Florence travel guide

Vasari Corridor

The Medici in the sixteenth century, officially legitimized the power, will give a new face to the city. Between Piazza della Signoria and the Ponte Vecchio they commissioned Giorgio Vasari, Cosimo I's trusted architect, to build the Renaissance palazzo of the Uffizi (Offices), and Vasari was also the builder of the private passageway (Vasarian corridor) for the Medici family who bought the Pitti Palace and moved to Oltrarno, to live in a healthier area of the city with the much desired garden transformed into the splendid Italian garden of Boboli. Built in just five months on the occasion of the marriage of Francis I (son of Cosimo I) to Joan of Austria, the corridor offers, with its 73 windows, a unique view of the city of Florence.
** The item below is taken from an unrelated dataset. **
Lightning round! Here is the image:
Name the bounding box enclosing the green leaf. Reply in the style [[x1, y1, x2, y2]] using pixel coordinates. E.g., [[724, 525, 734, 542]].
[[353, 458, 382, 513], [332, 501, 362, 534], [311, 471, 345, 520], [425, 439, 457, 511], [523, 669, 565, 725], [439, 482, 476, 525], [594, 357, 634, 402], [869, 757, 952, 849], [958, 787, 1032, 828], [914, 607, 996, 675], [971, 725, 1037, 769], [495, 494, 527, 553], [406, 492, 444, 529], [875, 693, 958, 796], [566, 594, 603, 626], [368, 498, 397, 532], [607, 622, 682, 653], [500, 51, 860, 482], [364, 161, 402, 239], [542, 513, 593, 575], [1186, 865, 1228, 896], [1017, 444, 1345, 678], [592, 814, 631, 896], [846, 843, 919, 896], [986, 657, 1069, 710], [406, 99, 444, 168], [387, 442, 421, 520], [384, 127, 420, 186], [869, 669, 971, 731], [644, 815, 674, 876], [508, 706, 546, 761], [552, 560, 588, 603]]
Starting from Palazzo Vecchio, with almost one kilometre of length, it crosses the Uffizi, passes over Ponte Vecchio, overlooks the church of Santa Felicita and continues until it enters the Boboli Gardens. A path to not be seen and be safe, once only for Grand Dukes, but that will reopen to the public in 2022 and will be visited by entering the Uffizi. The collection of paintings and self-portraits once in the Corridor are now admired in the new rooms of the Uffizi.